Centre for Clinical Research and Biostatistics
MA, Zhijie, BSc in Statistics
I am very honored to have been selected to serve as a Junior Research Assistant at the Centre for Clinical Research and Biostatistics (CCRB) this summer. Working with Prof. Benny Chung Ying Zee, the director of the CCRB at the JC School of Public Health and Primary Care, along with his team, was a very meaningful and enjoyable experience.
During this internship programme, I was asked by Prof. Zee to construct a new search engine based on the Aims academic paper database of CUHK to improve the search performance of Aims.
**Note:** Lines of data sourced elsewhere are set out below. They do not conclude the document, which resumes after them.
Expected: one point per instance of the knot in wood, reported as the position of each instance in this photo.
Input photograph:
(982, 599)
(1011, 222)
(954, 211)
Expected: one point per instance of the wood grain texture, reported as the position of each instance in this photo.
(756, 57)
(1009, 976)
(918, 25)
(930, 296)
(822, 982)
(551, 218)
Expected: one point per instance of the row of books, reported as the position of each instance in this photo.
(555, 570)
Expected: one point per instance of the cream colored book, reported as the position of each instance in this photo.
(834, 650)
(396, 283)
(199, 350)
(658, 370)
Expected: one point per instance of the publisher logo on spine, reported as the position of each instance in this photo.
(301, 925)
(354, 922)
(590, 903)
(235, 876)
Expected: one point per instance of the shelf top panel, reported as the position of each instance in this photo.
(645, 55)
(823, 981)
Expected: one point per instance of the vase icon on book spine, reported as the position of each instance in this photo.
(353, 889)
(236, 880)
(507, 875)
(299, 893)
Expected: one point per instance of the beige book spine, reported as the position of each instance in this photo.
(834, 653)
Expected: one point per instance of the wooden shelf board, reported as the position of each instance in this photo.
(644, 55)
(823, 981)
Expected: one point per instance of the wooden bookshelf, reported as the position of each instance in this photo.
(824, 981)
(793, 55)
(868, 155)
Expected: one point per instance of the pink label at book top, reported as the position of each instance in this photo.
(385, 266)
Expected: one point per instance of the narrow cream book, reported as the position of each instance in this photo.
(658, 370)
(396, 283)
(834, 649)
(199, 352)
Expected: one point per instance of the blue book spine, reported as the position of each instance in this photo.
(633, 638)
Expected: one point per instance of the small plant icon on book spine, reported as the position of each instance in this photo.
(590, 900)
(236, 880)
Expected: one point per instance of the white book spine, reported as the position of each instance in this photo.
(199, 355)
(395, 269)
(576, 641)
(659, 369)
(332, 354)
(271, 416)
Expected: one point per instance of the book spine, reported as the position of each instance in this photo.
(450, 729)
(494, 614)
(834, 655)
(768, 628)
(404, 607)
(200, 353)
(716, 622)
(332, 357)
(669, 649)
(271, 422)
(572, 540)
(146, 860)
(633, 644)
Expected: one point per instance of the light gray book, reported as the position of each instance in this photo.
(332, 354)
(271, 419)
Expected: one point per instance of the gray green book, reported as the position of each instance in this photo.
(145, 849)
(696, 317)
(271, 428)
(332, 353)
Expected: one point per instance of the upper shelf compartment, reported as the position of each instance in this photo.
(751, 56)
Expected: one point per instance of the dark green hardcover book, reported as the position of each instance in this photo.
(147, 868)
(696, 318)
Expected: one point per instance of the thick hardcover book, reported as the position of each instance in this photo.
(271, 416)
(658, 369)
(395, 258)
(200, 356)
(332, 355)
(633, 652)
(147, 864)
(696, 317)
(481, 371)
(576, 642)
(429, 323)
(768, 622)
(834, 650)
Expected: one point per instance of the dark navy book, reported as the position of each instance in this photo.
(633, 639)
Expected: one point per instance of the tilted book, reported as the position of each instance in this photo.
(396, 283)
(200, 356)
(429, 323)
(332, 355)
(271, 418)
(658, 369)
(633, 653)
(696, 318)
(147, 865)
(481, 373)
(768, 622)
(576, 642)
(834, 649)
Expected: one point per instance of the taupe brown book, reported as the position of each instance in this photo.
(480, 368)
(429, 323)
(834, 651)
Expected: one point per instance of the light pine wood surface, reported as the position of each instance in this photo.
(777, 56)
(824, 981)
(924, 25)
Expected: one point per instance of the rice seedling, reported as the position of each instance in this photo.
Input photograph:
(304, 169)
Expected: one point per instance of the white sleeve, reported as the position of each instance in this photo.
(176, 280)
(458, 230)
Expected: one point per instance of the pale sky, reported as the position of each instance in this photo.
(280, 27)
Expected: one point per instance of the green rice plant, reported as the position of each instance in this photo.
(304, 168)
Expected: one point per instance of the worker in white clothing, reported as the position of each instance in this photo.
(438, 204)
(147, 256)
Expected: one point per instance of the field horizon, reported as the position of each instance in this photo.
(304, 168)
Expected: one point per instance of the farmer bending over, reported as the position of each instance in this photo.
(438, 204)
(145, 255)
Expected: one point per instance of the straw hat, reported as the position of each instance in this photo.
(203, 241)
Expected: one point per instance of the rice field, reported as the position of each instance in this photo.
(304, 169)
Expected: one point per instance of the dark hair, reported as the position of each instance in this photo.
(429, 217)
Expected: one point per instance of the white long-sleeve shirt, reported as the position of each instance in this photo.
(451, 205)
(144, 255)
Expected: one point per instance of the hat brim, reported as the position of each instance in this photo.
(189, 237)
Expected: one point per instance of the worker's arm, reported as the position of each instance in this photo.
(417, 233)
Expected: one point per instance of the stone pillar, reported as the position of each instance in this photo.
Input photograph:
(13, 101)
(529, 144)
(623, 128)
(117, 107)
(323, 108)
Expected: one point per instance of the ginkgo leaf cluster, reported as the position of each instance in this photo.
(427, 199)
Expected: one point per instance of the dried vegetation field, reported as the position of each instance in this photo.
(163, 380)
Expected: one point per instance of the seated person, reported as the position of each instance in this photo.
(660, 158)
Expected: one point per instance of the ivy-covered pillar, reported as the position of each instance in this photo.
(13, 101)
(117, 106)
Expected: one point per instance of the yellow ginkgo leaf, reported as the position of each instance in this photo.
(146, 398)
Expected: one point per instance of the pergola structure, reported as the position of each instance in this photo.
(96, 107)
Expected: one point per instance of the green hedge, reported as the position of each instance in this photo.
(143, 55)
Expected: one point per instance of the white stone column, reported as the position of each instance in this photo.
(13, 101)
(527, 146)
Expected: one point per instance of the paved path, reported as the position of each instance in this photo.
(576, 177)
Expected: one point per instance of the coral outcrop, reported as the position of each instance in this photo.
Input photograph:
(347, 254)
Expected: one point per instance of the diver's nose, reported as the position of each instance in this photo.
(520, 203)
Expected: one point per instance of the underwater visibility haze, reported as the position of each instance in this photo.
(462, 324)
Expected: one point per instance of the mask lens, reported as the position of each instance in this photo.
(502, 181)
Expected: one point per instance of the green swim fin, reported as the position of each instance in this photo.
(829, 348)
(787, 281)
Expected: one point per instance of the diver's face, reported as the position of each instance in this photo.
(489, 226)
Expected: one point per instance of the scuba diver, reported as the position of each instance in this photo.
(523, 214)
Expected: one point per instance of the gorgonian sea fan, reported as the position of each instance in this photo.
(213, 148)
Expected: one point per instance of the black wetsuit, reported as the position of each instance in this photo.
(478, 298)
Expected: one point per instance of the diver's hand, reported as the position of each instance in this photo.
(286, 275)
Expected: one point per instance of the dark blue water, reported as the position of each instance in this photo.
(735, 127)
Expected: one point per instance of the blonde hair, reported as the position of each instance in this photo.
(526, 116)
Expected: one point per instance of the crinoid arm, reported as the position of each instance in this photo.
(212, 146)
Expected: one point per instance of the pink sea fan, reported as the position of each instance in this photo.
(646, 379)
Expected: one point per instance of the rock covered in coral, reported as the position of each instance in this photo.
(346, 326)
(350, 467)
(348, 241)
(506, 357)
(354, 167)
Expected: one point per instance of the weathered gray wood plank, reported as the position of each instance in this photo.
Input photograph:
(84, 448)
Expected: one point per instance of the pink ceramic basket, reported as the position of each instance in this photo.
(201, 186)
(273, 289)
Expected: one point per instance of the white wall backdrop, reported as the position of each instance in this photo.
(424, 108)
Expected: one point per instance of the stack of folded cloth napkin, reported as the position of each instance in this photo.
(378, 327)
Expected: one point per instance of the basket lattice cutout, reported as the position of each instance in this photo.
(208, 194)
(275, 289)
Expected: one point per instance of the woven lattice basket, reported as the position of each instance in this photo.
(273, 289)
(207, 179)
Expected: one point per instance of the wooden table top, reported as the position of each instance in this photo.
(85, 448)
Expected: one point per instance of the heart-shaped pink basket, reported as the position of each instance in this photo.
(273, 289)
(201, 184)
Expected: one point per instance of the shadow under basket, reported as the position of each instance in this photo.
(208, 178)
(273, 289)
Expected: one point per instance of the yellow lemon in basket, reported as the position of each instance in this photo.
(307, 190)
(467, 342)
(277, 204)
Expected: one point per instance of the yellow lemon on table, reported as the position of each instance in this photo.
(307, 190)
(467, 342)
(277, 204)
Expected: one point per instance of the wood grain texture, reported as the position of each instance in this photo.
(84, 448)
After a discussion with Mr Steven Yuk Fai Lau of the Research Association at the CCRB, I decided to build this new search engine in Python.
I first set up a MySQL database, and then used the Scrapy crawler framework to crawl the pages of CUHK’s Aims database, and save them to the newly built MySQL database. At the same time, NLTK was used to segment the keywords and the content of the paper. The code had to ensure that phrases in double quotation marks were not segmented but rather searched as a whole, consistent with the rules of the Google search engine.
I then chose the BM25 algorithm in the Gensim package to calculate the correlation scores and sort them in reverse order to display the paper information most closely related to the search keywords typed by the users. Finally, I used Python’s lightweight Web application framework, Flask, and deployed the search engine to the cloud server. This search engine realized the combined retrieval of paper title, abstract and author through a new correlation algorithm. It also realized the pagination function in the search results.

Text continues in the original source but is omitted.